# new dvds added



## pez2002 (Dec 13, 2002)

dodgeball
anchorman 
spiderman1&2



all are fullscreen


----------



## olgeezer (Dec 5, 2003)

Hope you didn't buy any full screen DVDs. I accidently got Michael on full screen. If it weren't $5 and such a good movie, i would have trashed it


----------



## pez2002 (Dec 13, 2002)

olgeezer said:


> Hope you didn't buy any full screen DVDs. I accidently got Michael on full screen. If it weren't $5 and such a good movie, i would have trashed it


i got it on full screen some of my dvds are widescreen


----------



## pez2002 (Dec 13, 2002)

olgeezer said:


> Hope you didn't buy any full screen DVDs. I accidently got Michael on full screen. If it weren't $5 and such a good movie, i would have trashed it


yep ALL FULL SCREEN


----------



## Geeke19 (Oct 16, 2004)

I hate full screen dvds

W I D E S C R E E N is so much better


----------



## pez2002 (Dec 13, 2002)

Geeke19 said:


> I hate full screen dvds
> 
> W I D E S C R E E N is so much better


well whopptie doo :lol:


----------



## Bogy (Mar 23, 2002)

My wife likes full screen, but I hate pan and scan, so she buys wide screen now or I pout until she brings it back and gets the right one. :lol:


----------



## pez2002 (Dec 13, 2002)

added another dvd today mr 3000 i loved this movie its funny


----------



## Mark Holtz (Mar 23, 2002)

Full screen? :barf: The best way to view a movie is in it's original aspect ratio.

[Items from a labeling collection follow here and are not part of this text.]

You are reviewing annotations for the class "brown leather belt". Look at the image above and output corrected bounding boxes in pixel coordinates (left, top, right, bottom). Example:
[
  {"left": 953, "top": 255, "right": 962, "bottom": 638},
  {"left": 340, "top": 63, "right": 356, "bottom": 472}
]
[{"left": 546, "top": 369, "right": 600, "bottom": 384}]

Take a look at www.widescreen.org or www.widescreenadvocate.org in order to get whole picture.


----------



## pez2002 (Dec 13, 2002)

yeah fullscreen i dont have a big tv yet but when i do get a big tv i will buy some widescreen dvds but i do have some widescreen dvds too mark


----------



## jrjcd (Apr 23, 2002)

boasting about buying full screen dvds is about the same as taking pride in the family picture even tho half the picture has been cut off....lol


----------



## pez2002 (Dec 13, 2002)

well i added another dvd last night 


animal house Classic movie


----------



## Mark Holtz (Mar 23, 2002)

I just received _Gundam SEED_ #4 and #5.


----------